Giornata di forte valore simbolico a Gaeta, dove la Capitaneria di Porto ha ospitato le delegazioni dell’Associazione Nazionale Marinai d’Italia (ANMI) del Sud Lazio in occasione dell’ANMI Day.
Un appuntamento che ha unito personale in servizio e in congedo nel segno della tradizione e dell’appartenenza alla Forza Armata.
Il ruolo della Guardia Costiera
Ad accogliere gli ospiti è stato il comandante, Capitano di Fregata Felice Monetti, che ha aperto l’incontro con una conferenza sulle attività del Corpo.

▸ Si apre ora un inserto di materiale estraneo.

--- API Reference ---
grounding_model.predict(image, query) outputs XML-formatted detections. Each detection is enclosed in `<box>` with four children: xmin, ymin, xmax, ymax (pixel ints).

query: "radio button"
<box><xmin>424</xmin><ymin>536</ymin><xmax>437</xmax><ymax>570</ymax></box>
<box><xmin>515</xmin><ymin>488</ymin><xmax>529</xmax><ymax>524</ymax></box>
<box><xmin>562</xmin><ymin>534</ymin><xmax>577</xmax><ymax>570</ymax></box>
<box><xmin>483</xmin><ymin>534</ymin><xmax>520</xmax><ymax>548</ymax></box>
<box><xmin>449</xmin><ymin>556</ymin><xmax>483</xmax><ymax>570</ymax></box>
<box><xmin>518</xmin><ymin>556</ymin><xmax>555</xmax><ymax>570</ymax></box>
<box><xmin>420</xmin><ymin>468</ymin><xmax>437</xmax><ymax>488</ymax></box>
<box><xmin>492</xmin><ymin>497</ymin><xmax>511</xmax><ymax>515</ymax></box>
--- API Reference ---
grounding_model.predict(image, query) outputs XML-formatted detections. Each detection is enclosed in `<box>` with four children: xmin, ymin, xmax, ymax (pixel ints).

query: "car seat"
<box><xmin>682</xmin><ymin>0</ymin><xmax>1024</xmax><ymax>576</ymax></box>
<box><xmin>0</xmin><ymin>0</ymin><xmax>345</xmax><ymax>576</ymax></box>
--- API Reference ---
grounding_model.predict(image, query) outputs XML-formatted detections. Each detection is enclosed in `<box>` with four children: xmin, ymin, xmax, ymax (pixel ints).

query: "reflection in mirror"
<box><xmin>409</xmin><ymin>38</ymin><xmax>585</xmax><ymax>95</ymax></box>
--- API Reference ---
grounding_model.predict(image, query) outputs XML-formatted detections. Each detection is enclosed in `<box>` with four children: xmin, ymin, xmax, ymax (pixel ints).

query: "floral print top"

Focus sulle operazioni della Guardia Costiera di Gaeta, impegnata quotidianamente nel controllo del litorale e nella sicurezza della navigazione in un’area strategica.
Dentro la sala operativa
La visita è proseguita nella Sala Operativa, centro nevralgico per il coordinamento dei soccorsi e della vigilanza marittima.
Qui gli ospiti hanno potuto conoscere da vicino le tecnologie utilizzate per il monitoraggio del traffico navale e le procedure attive 24 ore su 24.
A bordo delle unità navali
Momento particolarmente apprezzato è stato quello a bordo dei mezzi nautici, dove i partecipanti hanno visto da vicino l’operatività delle unità impegnate nelle missioni di ricerca e soccorso.
Scambio di doni e memoria
La giornata si è arricchita con lo scambio di doni istituzionali: una targa commemorativa consegnata al comandante e un crest offerto all’ANMI, simboli di un legame che va oltre il servizio.
“I soci ANMI sono custodi della nostra memoria storica”, ha sottolineato Monetti, evidenziando il valore dell’incontro.
Un legame che guarda al futuro
L’evento si è concluso con il tradizionale saluto alla voce, a conferma di una collaborazione che continua nel tempo, tra memoria e impegno per la sicurezza del mare.